Buprenorphine is an FDA-approved medication for opioid dependence, and will be used in this study consistent with its approved use (but will be initiated in the novel setting of sexual health clinics in this health services study). Participants will meet with an sexual health clinic provider who holds a waiver to prescribe buprenorphine. Participants will initiate buprenorphine treatment via a home induction under the direction of the provider. Because barriers to transfer may take some time to overcome, participants will be able to receive additional bridge buprenorphine up to two times (up to 15 days' supply at a time) until successful transfer to OUD treatment in the community.

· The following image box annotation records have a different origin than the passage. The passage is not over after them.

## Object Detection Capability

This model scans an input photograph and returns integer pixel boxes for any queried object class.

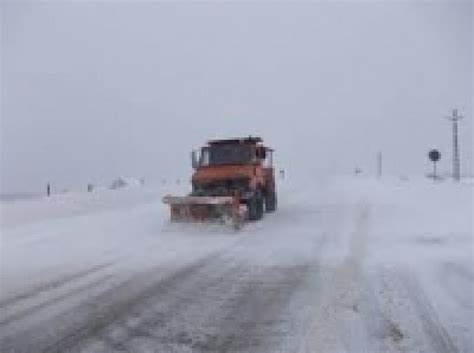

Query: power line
[446,109,463,181]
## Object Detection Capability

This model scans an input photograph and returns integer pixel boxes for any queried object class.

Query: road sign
[428,150,441,163]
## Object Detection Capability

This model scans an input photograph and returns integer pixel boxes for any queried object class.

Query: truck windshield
[208,145,253,165]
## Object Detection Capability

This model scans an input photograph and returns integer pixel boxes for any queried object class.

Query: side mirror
[191,151,199,169]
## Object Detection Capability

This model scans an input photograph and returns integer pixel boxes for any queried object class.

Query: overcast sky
[1,1,473,192]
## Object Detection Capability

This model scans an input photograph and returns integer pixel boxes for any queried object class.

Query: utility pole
[446,109,462,181]
[377,151,382,179]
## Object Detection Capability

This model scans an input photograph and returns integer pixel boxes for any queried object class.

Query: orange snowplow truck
[163,137,277,228]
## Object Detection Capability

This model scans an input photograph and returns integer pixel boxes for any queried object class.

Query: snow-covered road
[0,179,474,353]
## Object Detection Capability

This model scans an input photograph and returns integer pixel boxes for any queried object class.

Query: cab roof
[208,136,263,145]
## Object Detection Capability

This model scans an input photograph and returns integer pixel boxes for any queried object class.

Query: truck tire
[265,191,277,212]
[247,191,263,221]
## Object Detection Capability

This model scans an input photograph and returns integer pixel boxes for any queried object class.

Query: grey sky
[1,2,473,192]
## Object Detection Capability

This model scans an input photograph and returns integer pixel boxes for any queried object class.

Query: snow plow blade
[163,195,246,229]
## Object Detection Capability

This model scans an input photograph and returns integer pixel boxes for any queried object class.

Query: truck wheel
[247,192,263,221]
[265,191,277,212]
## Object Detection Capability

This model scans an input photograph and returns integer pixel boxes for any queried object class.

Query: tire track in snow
[403,273,459,353]
[306,202,371,352]
[0,275,113,330]
[0,260,117,310]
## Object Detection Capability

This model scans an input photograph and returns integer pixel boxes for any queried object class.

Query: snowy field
[0,179,474,353]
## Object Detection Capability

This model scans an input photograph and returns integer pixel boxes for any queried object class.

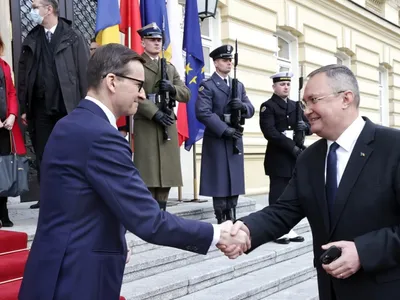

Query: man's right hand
[153,110,174,126]
[222,127,243,140]
[217,221,251,259]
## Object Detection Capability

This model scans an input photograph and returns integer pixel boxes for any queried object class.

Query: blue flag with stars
[183,1,204,151]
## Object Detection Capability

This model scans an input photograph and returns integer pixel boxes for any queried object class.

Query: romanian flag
[177,1,204,151]
[140,0,172,62]
[95,0,126,127]
[119,0,143,54]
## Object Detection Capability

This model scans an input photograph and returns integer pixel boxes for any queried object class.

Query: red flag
[176,102,189,147]
[117,0,143,134]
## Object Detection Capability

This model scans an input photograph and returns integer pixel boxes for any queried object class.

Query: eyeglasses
[103,73,144,93]
[300,91,345,110]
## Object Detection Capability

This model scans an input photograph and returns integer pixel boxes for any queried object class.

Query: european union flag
[183,1,204,151]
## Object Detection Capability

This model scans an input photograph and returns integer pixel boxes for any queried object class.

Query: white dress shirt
[44,24,58,34]
[85,96,221,248]
[215,72,229,86]
[85,96,118,130]
[325,116,365,186]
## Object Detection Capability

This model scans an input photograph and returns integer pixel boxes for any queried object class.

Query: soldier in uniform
[196,45,254,223]
[134,23,190,210]
[260,72,311,244]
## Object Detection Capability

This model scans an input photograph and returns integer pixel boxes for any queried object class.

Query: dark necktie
[46,31,53,43]
[325,143,339,219]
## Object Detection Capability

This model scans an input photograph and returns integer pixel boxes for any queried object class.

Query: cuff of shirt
[210,224,221,249]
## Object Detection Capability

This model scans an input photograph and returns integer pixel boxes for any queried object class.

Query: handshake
[216,221,251,259]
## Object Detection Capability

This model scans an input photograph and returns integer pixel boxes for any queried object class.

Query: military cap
[270,72,293,83]
[137,22,162,39]
[210,45,233,60]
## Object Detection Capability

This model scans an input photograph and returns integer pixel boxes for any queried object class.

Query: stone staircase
[9,197,318,300]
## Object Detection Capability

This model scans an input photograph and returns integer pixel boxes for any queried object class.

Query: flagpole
[192,143,199,201]
[126,27,135,161]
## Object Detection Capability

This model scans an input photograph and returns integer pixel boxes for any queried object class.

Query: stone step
[121,232,314,300]
[262,277,319,300]
[124,221,311,282]
[172,252,316,300]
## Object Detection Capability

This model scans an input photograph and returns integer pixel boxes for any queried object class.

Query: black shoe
[31,202,40,209]
[157,201,167,211]
[274,238,290,245]
[0,219,14,227]
[289,235,304,243]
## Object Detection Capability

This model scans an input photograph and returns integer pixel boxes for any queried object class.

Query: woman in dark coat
[0,35,26,227]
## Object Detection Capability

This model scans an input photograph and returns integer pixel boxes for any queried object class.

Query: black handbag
[0,131,29,197]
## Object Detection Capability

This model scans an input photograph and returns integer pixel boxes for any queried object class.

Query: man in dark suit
[260,72,311,244]
[196,45,254,223]
[19,44,248,300]
[17,0,89,209]
[224,65,400,300]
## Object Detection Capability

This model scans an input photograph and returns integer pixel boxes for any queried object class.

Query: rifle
[293,66,306,149]
[231,39,244,155]
[157,18,176,141]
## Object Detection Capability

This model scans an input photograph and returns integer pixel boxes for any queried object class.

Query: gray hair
[308,65,360,107]
[42,0,60,16]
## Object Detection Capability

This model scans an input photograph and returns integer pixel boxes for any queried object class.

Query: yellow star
[189,76,197,84]
[185,63,193,75]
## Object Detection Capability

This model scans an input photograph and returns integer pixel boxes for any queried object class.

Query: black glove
[296,121,308,131]
[153,110,174,126]
[292,146,303,157]
[222,127,243,140]
[230,98,246,111]
[160,79,176,95]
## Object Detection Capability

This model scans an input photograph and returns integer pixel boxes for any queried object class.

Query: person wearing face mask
[260,72,311,244]
[134,22,190,210]
[196,45,254,224]
[17,0,89,208]
[0,34,26,227]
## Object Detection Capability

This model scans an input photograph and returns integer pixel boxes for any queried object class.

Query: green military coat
[134,53,190,187]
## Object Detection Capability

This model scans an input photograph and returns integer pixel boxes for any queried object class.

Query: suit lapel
[311,139,329,233]
[329,118,375,238]
[142,53,159,74]
[211,73,230,96]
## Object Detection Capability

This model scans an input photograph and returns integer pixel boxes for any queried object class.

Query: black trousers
[268,176,290,205]
[0,128,11,155]
[28,108,66,183]
[0,128,11,219]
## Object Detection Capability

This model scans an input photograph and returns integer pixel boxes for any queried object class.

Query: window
[275,31,300,100]
[379,67,389,126]
[179,0,221,77]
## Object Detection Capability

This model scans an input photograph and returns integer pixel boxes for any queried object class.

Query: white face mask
[30,8,44,25]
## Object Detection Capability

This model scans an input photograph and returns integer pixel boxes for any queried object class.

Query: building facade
[180,0,400,195]
[0,0,400,197]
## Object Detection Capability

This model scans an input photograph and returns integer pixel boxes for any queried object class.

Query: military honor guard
[260,72,311,244]
[134,23,190,210]
[196,45,254,223]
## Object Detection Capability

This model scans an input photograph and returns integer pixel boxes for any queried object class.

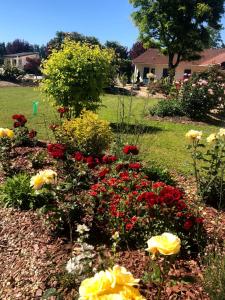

The primary outcome for the trial is OUD treatment entry by 1 month post-enrollment, defined as admission to a buprenorphine provider (either office-based care or a specialty OUD program), or other licensed OUD treatment program (e.g., methadone, medical detox followed by behavioral treatment).

Treatment retention will be examined as a secondary outcome and will be determined by self-report, with confirmation of admission/discharge dates through provider records if available.

Opioid use disorder diagnostic criteria will be assessed using items from the OUD criteria checklist derived from the modified World Mental Health-Composite International Diagnostic Interview (WMH-CIDI) items that map to the diagnostic criteria. The time frame of the criteria will be modified to past 30 days to capture acute changes.

Participants will be asked at follow-up about non-fatal opioid overdose experiences. We will obtain medical examiner reports to confirm fatal overdoses.

New diagnoses of HIV and sexually transmitted infections will be determined via self-report and health department records.

Participants will be asked at follow-up whether they took as directed their specific HIV/STI medications, including (if applicable) any extended antibiotics for bacterial STDs, antiretroviral therapy for HIV+ participants, and PrEP to safeguard against acquiring HIV.

Risky sex behaviors will be gauged by self-report, and include past 90 day frequency of unprotected sex and number of sex partners.

Inclusion Criteria: Age 18 or older Opioid use in the past 30 days DSM-5 diagnostic criteria for OUD with physiological dependence Willing to try buprenorphine treatment. Exclusion Criteria: current enrollment in OUD treatment with buprenorphine, methadone, or extended-release naltrexone clinical contraindication with buprenorphine (e.g., allergy to buprenorphine or naloxone, chronic pain management with opioid agonists) regular use of illicit long-acting opioid agonists (e.g., methadone; due to potential challenges with dose induction) heavy alcohol use that, in the judgement of the prescribing provider, raises a safety concern that precludes eligibility for buprenorphine induction high dose or intravenous benzodiazepine misuse pregnancy (due to special needs; will be treated outside of the study) unstable medical or psychiatric illness (e.g., psychosis or active suicidal ideation) inability to provide informed consent (e.g., failure to pass consent quiz)

We will share de-identified IPD and supporting documentation pending approval of an application and data use agreement with Friends Research Institute

Access to de-identified data may be requested after publication of the primary and secondary outcome findings (approximately one year after study completion).

Application to Friends Research Institute. Approval of the application and secondary analysis protocol by Friends Research Institute. Execution of a data use agreement between the requesting party and Friends Research Institute. IRB-approval of the proposed secondary research protocol.